The changing role of Egypt, long seen as a leader in the region and a frequent mediator in the Palestinian-Israeli conflict, crystallized much of the anger. The country’s shift came after the military ouster last year of Mohammed Morsi, a Muslim Brotherhood leader who was Egypt’s first fairly elected president, and a close ally of Hamas. After the takeover, the military-backed government waged a determined campaign against Hamas, using the courts and sympathetic media outlets to implicate the Palestinian movement in often-outlandish plots against the state.
The antagonism has continued under President Abdel-Fattah el-Sissi, who led the ouster of Morsi and who has kept Egypt’s border crossing with Gaza all but sealed, further isolating not just Hamas but all the Palestinians trapped in the fighting there. A few hours before Israel launched its ground assault of Gaza on Thursday, Egypt’s official state news agency provided the Israelis with an unexpected boost.
In a statement, it quoted the country’s foreign minister as blaming Hamas for the deaths of at least 40 Palestinians. The statement, which also criticized Qatar and Turkey, said the deaths would have been prevented if Hamas had signed an Egyptian cease-fire initiative.
On Twitter, Anshel Pfeffer, a writer for Haaretz, the left-leaning Israeli newspaper, encapsulated the surprise at the turn of events: “Incredible that #Israel is going into #Gaza and the greatest Arab state, #Egypt is not saying a word of criticism, just blaming #Hamas.”
From a distance, it was hard to know where the rest of Egypt stood. Television hosts continued to thunder against Hamas, though there was one notable moment of dissent, from a talk-show host who had been a reliable government supporter, but who chastised el-Sissi for failing to act.

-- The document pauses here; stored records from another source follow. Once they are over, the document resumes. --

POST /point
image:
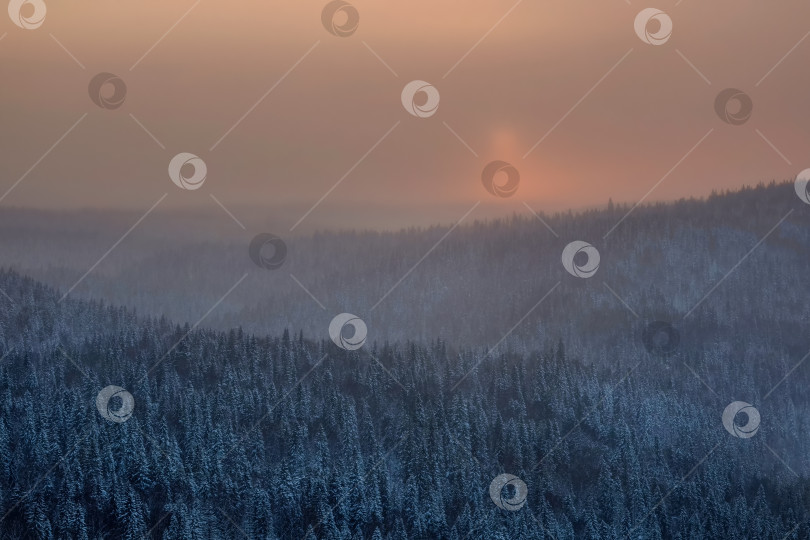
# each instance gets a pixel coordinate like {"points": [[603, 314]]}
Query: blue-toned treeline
{"points": [[223, 439], [240, 434]]}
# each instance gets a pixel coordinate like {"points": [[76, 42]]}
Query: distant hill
{"points": [[472, 287], [606, 399]]}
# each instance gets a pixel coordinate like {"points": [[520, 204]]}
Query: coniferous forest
{"points": [[239, 433]]}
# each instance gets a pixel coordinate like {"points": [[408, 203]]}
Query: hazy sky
{"points": [[507, 93]]}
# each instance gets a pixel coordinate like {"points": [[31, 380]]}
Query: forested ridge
{"points": [[238, 433]]}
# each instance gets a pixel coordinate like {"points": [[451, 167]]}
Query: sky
{"points": [[293, 120]]}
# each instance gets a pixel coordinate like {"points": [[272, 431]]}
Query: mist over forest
{"points": [[488, 358]]}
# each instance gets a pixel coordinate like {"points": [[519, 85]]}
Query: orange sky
{"points": [[504, 96]]}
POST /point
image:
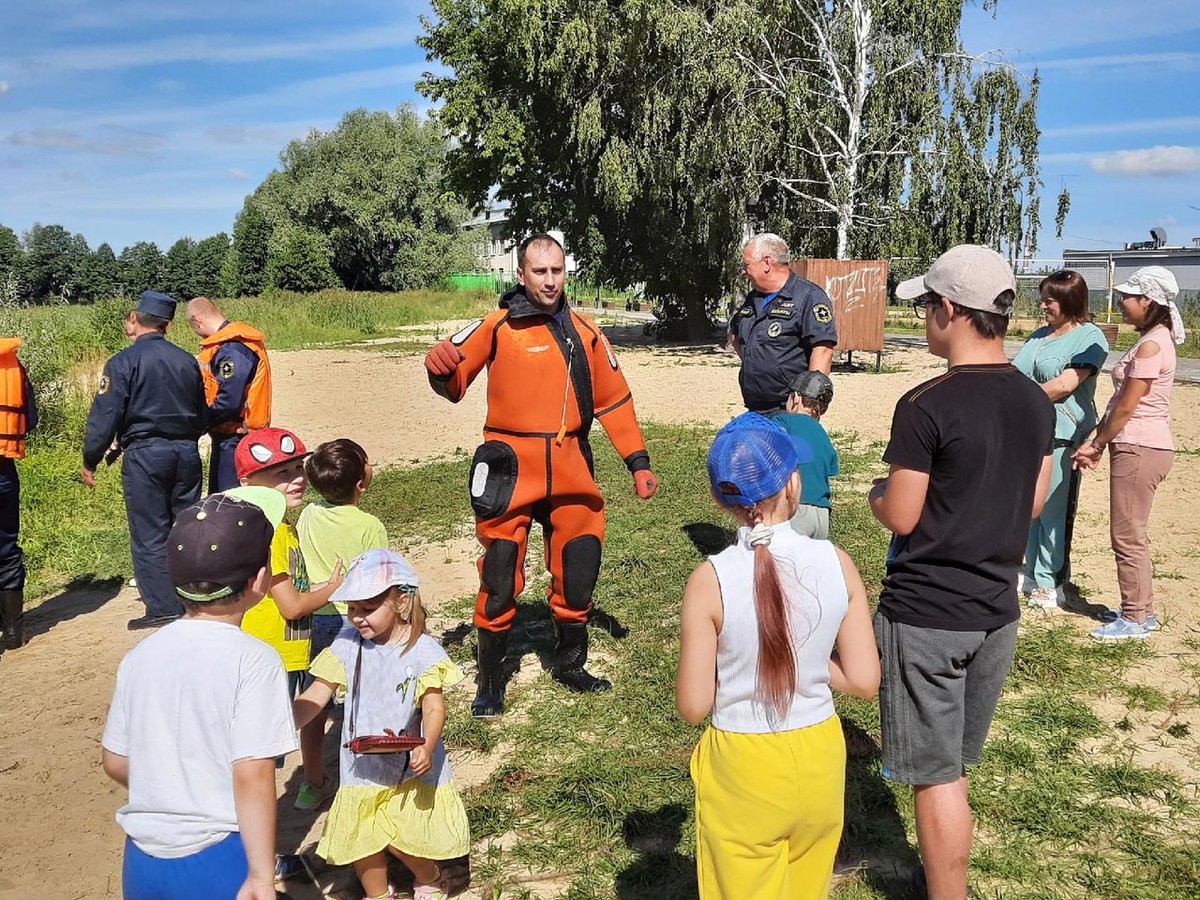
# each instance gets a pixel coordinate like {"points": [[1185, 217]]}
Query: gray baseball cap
{"points": [[971, 276]]}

“It’s not just that the opposition is weak, divided or in jail,” said Marc Lynch, a professor of political science and international affairs at George Washington University. Egypt’s government had also successfully “mobilized so much anti-Muslim Brotherhood sentiment,” which also affected feelings about Hamas, he said.

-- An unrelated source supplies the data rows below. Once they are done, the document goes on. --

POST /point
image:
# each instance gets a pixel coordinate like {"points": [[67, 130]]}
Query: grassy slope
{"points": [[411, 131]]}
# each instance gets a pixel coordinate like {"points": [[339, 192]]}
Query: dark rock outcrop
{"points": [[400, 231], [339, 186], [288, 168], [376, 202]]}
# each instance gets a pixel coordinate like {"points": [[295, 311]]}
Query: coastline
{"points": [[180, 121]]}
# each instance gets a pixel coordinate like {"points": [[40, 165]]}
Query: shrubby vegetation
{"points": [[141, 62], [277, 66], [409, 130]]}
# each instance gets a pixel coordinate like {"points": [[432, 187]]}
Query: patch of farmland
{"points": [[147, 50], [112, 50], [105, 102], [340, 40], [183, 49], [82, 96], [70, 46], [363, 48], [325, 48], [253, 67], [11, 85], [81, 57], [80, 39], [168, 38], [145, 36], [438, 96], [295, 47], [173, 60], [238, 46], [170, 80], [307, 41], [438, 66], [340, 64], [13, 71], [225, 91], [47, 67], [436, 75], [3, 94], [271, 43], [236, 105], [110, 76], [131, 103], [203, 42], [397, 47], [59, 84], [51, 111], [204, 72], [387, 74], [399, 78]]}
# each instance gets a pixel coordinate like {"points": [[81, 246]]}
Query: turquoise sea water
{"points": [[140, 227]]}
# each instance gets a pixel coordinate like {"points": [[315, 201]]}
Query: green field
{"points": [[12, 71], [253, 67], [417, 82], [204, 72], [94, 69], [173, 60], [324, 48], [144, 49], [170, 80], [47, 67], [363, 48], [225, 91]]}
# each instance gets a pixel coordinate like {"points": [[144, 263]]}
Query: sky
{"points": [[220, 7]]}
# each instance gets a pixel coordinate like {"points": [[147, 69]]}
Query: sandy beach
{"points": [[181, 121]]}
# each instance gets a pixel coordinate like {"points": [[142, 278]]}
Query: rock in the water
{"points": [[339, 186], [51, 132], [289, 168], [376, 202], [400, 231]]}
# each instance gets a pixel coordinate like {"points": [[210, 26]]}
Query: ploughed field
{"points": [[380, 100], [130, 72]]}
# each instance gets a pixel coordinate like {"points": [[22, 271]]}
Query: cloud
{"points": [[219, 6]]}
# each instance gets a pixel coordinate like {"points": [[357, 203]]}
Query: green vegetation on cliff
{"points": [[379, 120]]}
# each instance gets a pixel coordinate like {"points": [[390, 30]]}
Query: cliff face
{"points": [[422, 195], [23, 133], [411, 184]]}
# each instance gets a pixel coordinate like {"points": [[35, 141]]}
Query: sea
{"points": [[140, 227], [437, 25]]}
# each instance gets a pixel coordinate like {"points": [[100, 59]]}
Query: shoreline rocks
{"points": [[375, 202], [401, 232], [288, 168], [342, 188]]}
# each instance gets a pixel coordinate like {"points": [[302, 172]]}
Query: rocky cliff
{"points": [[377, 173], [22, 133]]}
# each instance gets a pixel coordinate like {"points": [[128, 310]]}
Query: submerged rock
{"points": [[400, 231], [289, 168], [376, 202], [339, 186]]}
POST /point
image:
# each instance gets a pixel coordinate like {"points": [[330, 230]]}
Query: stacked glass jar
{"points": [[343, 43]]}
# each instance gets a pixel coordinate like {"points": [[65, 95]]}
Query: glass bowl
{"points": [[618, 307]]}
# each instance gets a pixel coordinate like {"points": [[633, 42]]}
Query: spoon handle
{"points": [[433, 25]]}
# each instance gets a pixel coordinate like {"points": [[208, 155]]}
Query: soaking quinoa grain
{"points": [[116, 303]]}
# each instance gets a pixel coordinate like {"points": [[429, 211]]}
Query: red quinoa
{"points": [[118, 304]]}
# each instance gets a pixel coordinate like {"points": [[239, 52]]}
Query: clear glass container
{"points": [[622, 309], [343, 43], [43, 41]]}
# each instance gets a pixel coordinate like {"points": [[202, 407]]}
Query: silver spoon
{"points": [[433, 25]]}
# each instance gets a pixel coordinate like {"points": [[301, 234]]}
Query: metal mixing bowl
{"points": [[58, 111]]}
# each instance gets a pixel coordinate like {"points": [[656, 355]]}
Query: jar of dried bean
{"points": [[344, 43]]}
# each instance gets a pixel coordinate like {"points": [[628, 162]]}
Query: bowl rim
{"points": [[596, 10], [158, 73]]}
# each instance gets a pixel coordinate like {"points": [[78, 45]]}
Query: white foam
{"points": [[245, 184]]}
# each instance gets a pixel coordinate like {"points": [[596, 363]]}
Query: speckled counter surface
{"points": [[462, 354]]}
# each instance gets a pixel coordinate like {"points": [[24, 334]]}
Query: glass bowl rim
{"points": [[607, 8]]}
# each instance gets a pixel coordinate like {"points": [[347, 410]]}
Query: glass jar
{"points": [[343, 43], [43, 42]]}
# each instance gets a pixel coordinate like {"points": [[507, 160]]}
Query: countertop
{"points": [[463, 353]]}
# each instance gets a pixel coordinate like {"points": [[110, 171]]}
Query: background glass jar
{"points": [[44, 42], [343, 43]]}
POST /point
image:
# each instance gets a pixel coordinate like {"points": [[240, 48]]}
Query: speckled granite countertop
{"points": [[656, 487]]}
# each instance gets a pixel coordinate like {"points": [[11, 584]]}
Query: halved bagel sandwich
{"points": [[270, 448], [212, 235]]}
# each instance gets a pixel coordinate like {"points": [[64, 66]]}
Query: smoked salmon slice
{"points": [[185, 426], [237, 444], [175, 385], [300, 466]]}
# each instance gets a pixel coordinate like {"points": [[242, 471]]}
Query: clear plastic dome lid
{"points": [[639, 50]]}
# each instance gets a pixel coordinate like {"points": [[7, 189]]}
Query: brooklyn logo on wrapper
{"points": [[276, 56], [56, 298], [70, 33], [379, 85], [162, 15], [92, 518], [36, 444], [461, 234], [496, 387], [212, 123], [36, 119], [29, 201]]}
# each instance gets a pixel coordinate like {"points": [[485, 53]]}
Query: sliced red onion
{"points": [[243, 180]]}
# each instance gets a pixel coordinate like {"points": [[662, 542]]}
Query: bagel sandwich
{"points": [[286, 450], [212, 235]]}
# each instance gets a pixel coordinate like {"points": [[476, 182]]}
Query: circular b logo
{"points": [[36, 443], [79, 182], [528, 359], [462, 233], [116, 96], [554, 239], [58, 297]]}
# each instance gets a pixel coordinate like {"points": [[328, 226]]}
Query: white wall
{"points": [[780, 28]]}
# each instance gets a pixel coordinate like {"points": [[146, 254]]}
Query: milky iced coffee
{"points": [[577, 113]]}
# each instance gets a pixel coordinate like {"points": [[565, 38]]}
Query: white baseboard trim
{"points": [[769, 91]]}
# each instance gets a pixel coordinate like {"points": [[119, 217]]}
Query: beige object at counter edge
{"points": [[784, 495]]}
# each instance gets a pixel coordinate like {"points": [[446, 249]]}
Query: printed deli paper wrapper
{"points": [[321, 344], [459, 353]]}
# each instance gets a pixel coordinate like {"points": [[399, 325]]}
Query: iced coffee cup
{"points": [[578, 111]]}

There were few protests in Egypt: certainly nothing like the enormous pro-Palestinian rally on Saturday in London. But the space for such protest has been shrinking throughout the region, as people have become exhausted by all the turmoil, or fearful, amid new efforts around the region to limit dissent. Even so, the public’s gaze had not shifted from Gaza, analysts said.
In a recent column, Lynch found the number of Twitter mentions of Gaza in the region “surges to dominate everything else once the conflict begins.”
Though the public in Arab nations was divided on many issues, he wrote in a column, “the Palestinian narrative may be so entrenched, and the emotional resonance of Israeli attacks on Palestinians so intense, that it overwhelms this tendency toward fragmentation.”
Activists in Egypt who organized an aid convoy from Gaza said they were flooded with calls from all over the country, and the donations poured in faster, even, than in previous conflicts — in part because there were fewer and fewer ways to show support.
“It is very difficult, because people can’t protest,” said Salma Said, a 28-year-old organizer, talking about a new Egyptian protest law that had landed many of her fellow activists in jail.
Another organizer, Ramy Shaath, a Palestinian-Egyptian activist, said the Egyptian government was “playing with fire,” by not bowing to anger over Gaza, including by keeping the border closed, which was not only inhumane, but shortsighted, he said, depriving the authorities of leverage as well as valuable cross-border commerce.
As the convoy got underway early Saturday morning, and cruised through several security checkpoints, it appeared, for a moment, that the government was starting to bend.
Then the army turned the buses back.